Support for `gpu_spreadinterponly`=1 #564

chaithyagr · 2024-09-20T11:24:29Z

Hi there,

Thank you again for the amazing work. We re-ran our MRI benchmark for different nufft suits, and we are pleased to announce that cufinufft is the fastest NUFFT in the west!, and by a wide margin. Below are our benchmark results:

2D:

3D:

However, a major reason not to use it (as discussed in the past in #295) was the lack of density compensation estimation, which needed only the spreader and interpolator.
We understand that it takes a lot of effort to maintain API ends for the spreader and interpolator for Julia, Python, and MATLAB, so my earlier PR was not taken up.
However, we recently saw an internal option in cufinufft opts, gpu_spreadinterponly, and felt we could exploit it to allow density compensation estimators on our side.

This pull request implements just that (without exposing internal interfaces, unlike #308)

This could help the MR community forward in using cufinufft. We are open to discussing the implementation in detail and how we could further contribute to (cu)finufft.

To understand the advantage of using density compensation, please see our example (where we plan to add cufinufft eventually): https://mind-inria.github.io/mri-nufft/generated/autoexamples/GPU/example_density.html
Feel free to see our other examples and notice how we use density compensation extensively.

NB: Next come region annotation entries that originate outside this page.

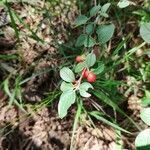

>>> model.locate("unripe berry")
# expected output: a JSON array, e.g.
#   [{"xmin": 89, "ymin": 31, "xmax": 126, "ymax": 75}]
[
  {"xmin": 82, "ymin": 68, "xmax": 90, "ymax": 78},
  {"xmin": 87, "ymin": 72, "xmax": 96, "ymax": 83},
  {"xmin": 76, "ymin": 55, "xmax": 84, "ymax": 63}
]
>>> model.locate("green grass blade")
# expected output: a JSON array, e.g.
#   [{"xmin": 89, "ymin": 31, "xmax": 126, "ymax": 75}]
[
  {"xmin": 5, "ymin": 0, "xmax": 19, "ymax": 40},
  {"xmin": 70, "ymin": 98, "xmax": 82, "ymax": 150},
  {"xmin": 0, "ymin": 54, "xmax": 18, "ymax": 60}
]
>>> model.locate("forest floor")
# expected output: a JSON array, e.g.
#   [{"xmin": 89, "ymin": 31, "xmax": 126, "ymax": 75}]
[{"xmin": 0, "ymin": 0, "xmax": 149, "ymax": 150}]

src/cuda/1d/cufinufft1d.cu

src/cuda/2d/cufinufft2d.cu

src/cuda/spreadinterp.cpp

include/cufinufft/impl.h

src/cuda/memtransfer_wrapper.cu

ahbarnett

Dear Chaithya,

Thanks for the tests! This PR all seems very reasonable, and is a very light change to the API. I'm so glad that you are able to use our option to switch off FFTs. I see you also skipped the kernel fseries calc, a good idea. It's great you added the error code to the docs, but my main request is to add something about upsampfac=1.0 in the GPU docs, which is a new use case to us! :)

What I still don't understand is how you use our spreadinterp, specifically, what if we were to change our kernel coefficients (very possible, since we already rescaled them in going from v2.2 to v2.3) - how will the density compensation user know? Won't it break your math? Do you access our kernel eval yourself (by bypassing our API) ?

By the way, I really like your new docs at MRI-nufft, with the formulae, NUFFT usage, etc. Very useful! (I have only skimmed so far).

Assuming others are happy, we can bring this in in a matter of days. I'd be willing to consider a CPU version of the above too, if it helps you and MRI people.

Best, Alex

ahbarnett · 2024-09-20T16:07:06Z

I should add two main questions on the topic of your tests:

what speedup factor did you notice from cufinufft in v2.2 going to v2.3 ? It looks like it changed a lot from your 3-week-old tests to the ones you posted today, right? (ie, cufinufft did not used always to be the fastest, but now it is?)
What GPU do you use? (and for that matter, CPU, since they are included in the tests)

Thanks, Alex

chaithyagr · 2024-09-20T16:18:50Z

Ill detail the perftest based on old and new cufinufft soon, need to dig up some results. gpuNUFFT was faster than cufinufft in the past for 3D multi-coil from what I remember. The tests was on A100 GPU I think, need to check the exact details and update here.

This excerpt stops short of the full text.